A budding manager can no longer rely on native cunning, imagination, insight into players, tactical understanding and emotional intelligence, unless he can clothe it with gobbledegook.

A discussion about Gaelic games must sound like a Ted Talk or the Daily Politic before it can be taken seriously. It used to be that we giggled at the jargon in American sport, the endless minute explanations of things we could see for ourselves, and the recital of dull statistics. Now, we are doing it ourselves and woe betide the analyst or coach who doesn’t. 

I recently patched in to watch a webinar given by a coach/sports scientist to a club team and coaches. It was a masterpiece of blandness. “Growth mindset” and “building emotional resilience” and “visualisation” and “intrinsic and extrinsic motivators” and “enshrining the positive thought ” and “actualising the decision-making process.”

The presentation was delivered fluently, by the numbers, without reference to the individual players or club. He could have been addressing an audience of bankers on a work jolly. When he finished, he was thanked by the organiser and we patched out, none the wiser. It was 45 minutes of meaningless jargon, buzz words and banal statements of the obvious.

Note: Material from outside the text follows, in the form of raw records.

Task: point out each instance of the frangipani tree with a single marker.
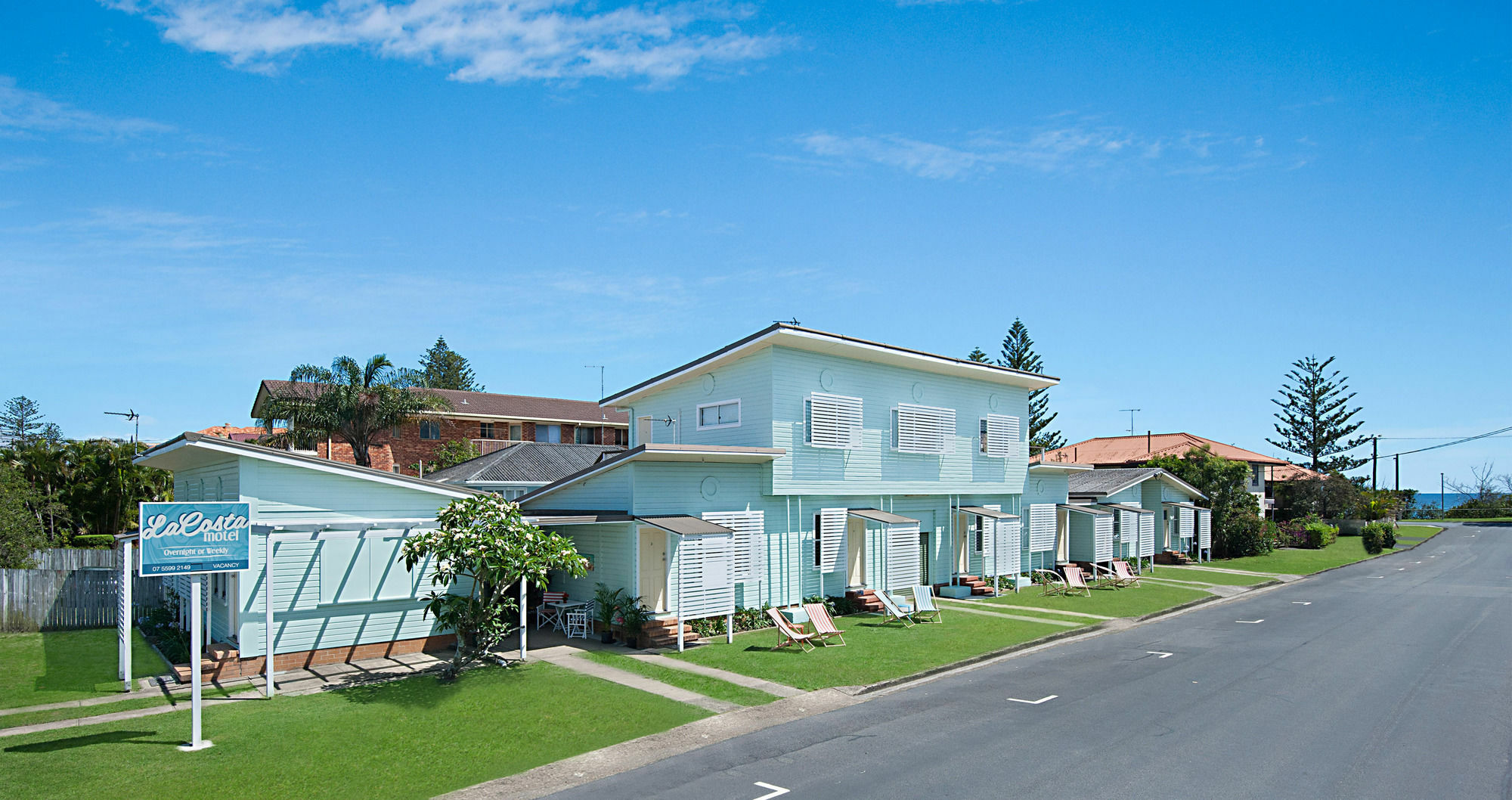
(482, 550)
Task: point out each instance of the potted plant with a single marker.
(607, 603)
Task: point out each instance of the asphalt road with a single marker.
(1395, 681)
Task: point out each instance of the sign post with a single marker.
(196, 539)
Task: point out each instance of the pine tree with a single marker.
(1018, 353)
(444, 368)
(1315, 418)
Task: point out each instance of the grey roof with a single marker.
(525, 464)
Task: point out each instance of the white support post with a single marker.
(268, 618)
(126, 624)
(196, 702)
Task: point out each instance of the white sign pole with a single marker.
(196, 589)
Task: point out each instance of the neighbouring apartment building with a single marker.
(486, 420)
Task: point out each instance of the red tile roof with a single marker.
(488, 405)
(1136, 450)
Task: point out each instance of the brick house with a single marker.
(486, 420)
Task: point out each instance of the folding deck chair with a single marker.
(790, 636)
(925, 604)
(823, 625)
(894, 613)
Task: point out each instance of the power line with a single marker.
(1455, 442)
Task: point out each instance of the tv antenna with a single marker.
(131, 415)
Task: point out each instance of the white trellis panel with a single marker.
(1000, 436)
(1129, 532)
(751, 542)
(1043, 527)
(1103, 538)
(925, 429)
(903, 557)
(832, 538)
(834, 421)
(705, 575)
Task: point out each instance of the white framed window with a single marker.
(1000, 436)
(923, 429)
(832, 421)
(720, 415)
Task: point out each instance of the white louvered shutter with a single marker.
(903, 557)
(751, 542)
(1043, 527)
(705, 575)
(1103, 538)
(1000, 436)
(832, 538)
(925, 429)
(834, 421)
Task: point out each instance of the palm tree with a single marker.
(347, 402)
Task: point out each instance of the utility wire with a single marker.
(1455, 442)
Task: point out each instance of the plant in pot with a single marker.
(607, 603)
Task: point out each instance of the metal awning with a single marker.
(684, 524)
(887, 518)
(985, 512)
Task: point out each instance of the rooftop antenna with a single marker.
(601, 376)
(135, 420)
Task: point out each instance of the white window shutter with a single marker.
(832, 538)
(835, 421)
(751, 542)
(1043, 527)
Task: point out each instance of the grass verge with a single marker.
(63, 666)
(702, 684)
(404, 739)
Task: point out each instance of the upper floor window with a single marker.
(832, 421)
(1000, 436)
(720, 415)
(923, 429)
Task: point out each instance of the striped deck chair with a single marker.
(894, 613)
(1052, 583)
(925, 606)
(1077, 581)
(825, 627)
(789, 634)
(1124, 574)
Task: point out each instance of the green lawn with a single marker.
(67, 666)
(711, 687)
(1123, 603)
(873, 653)
(404, 739)
(1345, 551)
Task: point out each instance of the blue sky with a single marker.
(1179, 200)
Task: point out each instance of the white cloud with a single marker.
(1061, 147)
(485, 40)
(33, 114)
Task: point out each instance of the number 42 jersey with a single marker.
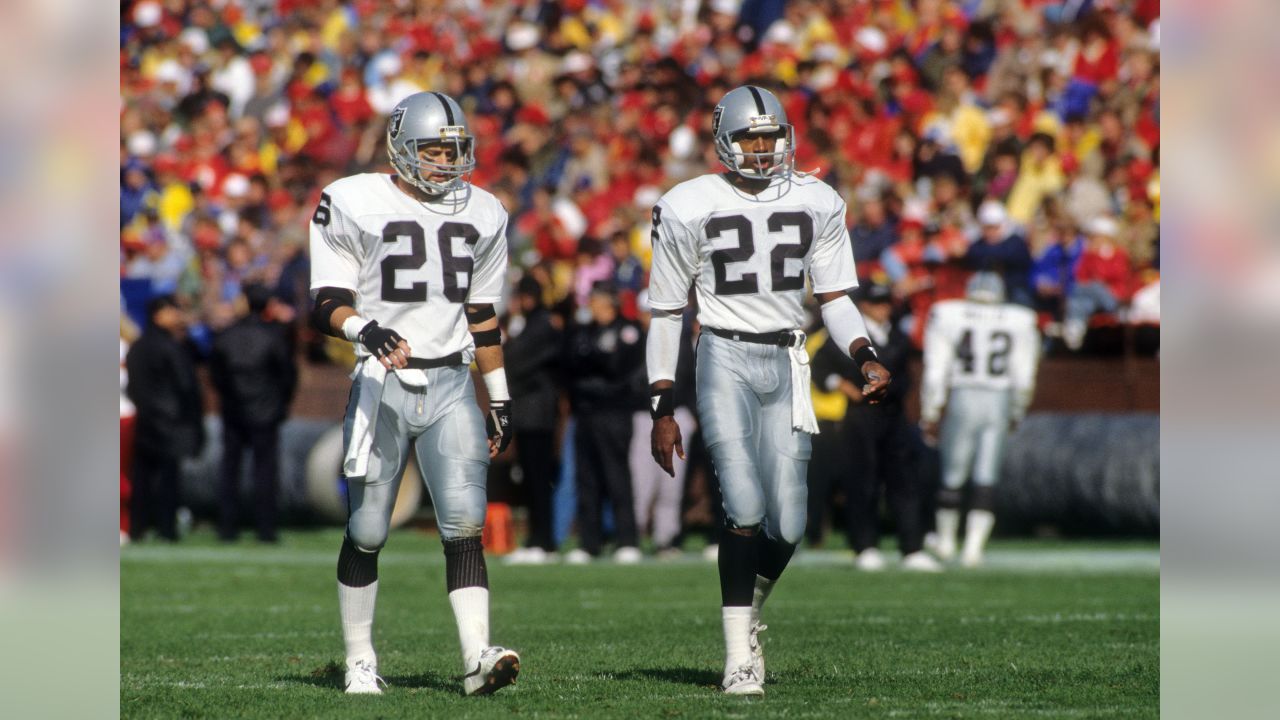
(411, 264)
(749, 254)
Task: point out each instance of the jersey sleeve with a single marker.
(334, 247)
(1023, 363)
(831, 263)
(675, 260)
(489, 273)
(938, 354)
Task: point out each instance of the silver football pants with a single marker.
(973, 436)
(447, 429)
(744, 406)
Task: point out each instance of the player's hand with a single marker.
(929, 429)
(663, 440)
(385, 343)
(498, 425)
(877, 381)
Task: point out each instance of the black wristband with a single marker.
(662, 402)
(863, 355)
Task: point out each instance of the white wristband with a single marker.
(496, 382)
(352, 326)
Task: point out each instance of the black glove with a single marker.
(498, 424)
(380, 341)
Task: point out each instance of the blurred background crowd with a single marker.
(1019, 136)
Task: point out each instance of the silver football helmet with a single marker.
(430, 118)
(753, 110)
(984, 287)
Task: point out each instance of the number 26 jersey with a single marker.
(411, 264)
(749, 255)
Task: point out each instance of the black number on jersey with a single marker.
(721, 259)
(456, 268)
(782, 251)
(321, 215)
(748, 285)
(997, 360)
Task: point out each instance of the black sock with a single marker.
(356, 569)
(737, 560)
(772, 556)
(464, 564)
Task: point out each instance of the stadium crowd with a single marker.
(1019, 136)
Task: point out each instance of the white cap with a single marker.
(992, 213)
(522, 36)
(1102, 224)
(147, 13)
(236, 186)
(196, 39)
(141, 144)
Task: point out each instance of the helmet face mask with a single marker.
(750, 112)
(429, 142)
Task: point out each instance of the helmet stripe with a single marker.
(448, 112)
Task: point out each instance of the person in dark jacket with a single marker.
(169, 422)
(880, 442)
(603, 360)
(533, 359)
(254, 373)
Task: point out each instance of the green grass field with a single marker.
(1047, 630)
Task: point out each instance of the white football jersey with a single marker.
(411, 264)
(984, 345)
(749, 255)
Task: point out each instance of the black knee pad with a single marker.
(464, 564)
(356, 568)
(949, 499)
(982, 497)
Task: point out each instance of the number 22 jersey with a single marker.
(749, 254)
(411, 264)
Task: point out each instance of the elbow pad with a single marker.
(662, 351)
(844, 322)
(328, 300)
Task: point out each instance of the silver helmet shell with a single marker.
(984, 287)
(430, 118)
(752, 109)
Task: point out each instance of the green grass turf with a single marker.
(243, 630)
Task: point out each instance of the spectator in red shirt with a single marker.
(1104, 281)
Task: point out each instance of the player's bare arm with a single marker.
(664, 438)
(845, 320)
(483, 323)
(334, 314)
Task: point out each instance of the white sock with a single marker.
(949, 527)
(471, 613)
(356, 607)
(737, 629)
(763, 587)
(978, 524)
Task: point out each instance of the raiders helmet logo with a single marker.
(397, 119)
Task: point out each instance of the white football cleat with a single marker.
(362, 678)
(744, 680)
(920, 561)
(757, 648)
(627, 555)
(869, 560)
(497, 669)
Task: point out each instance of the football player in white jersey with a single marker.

What surprised me was the number of people who were impressed by his expertise. “He knows his stuff,” said a friend of mine. “What in particular did you learn?” I said. “Well, it was just, you know, I thought it was an impressive presentation.” “I get that. But what was impressive?” “Just in general.”

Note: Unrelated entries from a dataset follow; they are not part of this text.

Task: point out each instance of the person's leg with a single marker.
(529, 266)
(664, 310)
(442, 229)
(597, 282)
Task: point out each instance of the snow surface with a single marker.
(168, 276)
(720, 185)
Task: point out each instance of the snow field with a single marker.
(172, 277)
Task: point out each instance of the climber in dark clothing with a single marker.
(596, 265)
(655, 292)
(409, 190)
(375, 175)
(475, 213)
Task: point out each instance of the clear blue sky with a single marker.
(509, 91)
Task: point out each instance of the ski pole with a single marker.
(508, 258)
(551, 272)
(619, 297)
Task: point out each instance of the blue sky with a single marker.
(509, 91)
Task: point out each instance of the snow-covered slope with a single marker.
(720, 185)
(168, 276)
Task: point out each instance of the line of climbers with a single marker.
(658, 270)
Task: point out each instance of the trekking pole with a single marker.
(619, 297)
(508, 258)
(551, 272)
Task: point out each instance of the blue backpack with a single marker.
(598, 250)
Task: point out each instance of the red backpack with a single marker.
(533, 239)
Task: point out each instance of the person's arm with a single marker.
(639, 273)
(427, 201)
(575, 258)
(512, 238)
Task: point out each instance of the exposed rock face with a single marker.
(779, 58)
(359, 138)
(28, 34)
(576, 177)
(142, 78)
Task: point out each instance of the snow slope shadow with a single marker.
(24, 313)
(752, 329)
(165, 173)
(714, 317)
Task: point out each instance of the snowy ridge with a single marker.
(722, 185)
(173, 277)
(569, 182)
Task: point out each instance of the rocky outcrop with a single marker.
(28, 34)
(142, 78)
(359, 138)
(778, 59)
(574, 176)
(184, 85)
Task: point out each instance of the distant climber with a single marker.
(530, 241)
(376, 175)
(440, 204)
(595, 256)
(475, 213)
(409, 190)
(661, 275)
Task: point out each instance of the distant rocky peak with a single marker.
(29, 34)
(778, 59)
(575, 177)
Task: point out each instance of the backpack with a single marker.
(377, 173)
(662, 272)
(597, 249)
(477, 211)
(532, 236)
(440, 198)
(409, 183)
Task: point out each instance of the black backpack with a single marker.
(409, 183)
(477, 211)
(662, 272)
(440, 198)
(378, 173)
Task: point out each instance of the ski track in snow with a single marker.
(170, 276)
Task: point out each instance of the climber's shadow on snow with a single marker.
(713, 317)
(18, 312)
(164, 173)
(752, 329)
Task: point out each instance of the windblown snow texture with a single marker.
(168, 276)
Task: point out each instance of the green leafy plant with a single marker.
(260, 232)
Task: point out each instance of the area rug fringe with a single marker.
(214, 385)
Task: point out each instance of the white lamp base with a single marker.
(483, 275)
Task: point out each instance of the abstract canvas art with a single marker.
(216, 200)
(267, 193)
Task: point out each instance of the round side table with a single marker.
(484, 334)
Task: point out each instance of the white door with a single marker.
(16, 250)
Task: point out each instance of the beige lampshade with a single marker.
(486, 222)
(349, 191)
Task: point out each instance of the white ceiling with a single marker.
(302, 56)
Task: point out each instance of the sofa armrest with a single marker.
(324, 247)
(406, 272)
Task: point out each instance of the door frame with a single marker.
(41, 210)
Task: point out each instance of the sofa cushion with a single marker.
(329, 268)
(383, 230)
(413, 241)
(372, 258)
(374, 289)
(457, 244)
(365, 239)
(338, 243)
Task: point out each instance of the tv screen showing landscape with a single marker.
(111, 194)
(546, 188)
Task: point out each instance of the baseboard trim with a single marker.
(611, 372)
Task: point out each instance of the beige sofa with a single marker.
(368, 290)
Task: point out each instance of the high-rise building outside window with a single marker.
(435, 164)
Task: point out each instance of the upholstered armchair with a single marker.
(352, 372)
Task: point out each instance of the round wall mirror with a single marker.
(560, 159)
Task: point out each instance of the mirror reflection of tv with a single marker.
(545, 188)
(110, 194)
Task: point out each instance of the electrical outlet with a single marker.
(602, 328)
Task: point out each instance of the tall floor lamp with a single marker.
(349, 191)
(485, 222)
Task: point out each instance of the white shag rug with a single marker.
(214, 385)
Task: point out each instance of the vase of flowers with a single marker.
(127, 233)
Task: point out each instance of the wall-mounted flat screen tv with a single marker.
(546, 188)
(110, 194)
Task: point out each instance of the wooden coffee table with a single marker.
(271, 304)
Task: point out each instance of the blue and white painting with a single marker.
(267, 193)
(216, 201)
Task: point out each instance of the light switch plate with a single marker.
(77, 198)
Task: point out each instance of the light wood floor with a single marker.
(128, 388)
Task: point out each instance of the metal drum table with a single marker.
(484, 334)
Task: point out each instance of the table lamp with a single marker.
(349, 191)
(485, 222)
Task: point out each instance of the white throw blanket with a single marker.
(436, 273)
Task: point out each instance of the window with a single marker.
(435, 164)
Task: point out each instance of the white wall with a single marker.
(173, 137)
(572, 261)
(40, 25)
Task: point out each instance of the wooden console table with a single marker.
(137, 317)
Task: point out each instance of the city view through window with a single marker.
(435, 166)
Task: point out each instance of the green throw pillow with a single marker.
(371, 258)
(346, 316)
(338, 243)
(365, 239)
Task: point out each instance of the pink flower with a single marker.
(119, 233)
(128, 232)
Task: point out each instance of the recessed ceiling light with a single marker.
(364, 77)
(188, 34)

Thing is, if you aren’t fluent in this bullshit nowadays, and able to make a Powerpoint presentation complete with motivational statements, pie charts, and statistics, you will find it difficult to be taken seriously. The players and board members go away content that this man “knows his stuff”. They are of course none the wiser, and do not understand it (no one can), but that is precisely the point. It is not meant to be understood. The entire purpose of it is to create the impression that this is mysterious and important stuff that only experts can get their heads around.

Once you have achieved this level of bullshit, you can expect a lifetime of gainful employment as a GAA coach. Results are irrelevant. Corofin will still win the club championship and Dublin the Sam Maguire.

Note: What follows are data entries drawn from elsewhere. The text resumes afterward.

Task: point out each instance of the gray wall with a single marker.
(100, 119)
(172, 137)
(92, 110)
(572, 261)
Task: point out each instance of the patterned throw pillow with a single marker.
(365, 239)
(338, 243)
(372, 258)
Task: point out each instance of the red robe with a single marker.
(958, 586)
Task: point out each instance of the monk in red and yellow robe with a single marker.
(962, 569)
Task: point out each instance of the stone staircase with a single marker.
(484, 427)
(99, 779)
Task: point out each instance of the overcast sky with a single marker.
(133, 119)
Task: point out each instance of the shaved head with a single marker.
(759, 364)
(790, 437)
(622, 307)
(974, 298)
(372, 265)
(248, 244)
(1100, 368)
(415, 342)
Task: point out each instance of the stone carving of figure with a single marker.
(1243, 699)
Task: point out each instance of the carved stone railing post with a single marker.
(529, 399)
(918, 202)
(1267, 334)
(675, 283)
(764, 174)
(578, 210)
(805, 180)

But today’s results, as any coach worth his salt will tell you, are not how we define ourselves. They are merely an opportunity to develop our growth mindset. Defeat is merely victory in disguise.

In turn, this formulaic tyranny means that training regimes are enforced from junior to senior, Carlow to Down, which are the same. The same endless fitness testing. The same monotonous drills. The same running. The same strength and conditioning. The same strategies. The computer chips. The number of touches. Kilometres run.

In turn, the boys get bored and work hard but go through the motions. The game becomes duller and more cynical. The debate becomes duller and the experts all sound the same.

Alex Ferguson would never make it as a manager nowadays. Throwing a football boot in Beckham’s face in the changing room, staring down Roy Keane, coaxing, cajoling and protecting Paul McGrath as his alcoholism worsened. Having a laugh with the players. Insisting that the game be played with passion and adventure and character.

All of these things would disqualify him. The board would say “How could we control him?” “He doesn’t have a sports science degree.” “He didn’t even do a power point presentation.” And (sniggering) “He said he relies on his memory and instinct.”

In the end, surveying sadly what our game is becoming, all we are left with is our optimism muscle. Which thankfully, can never be coached or take instruction. And whose only growth is not mindset.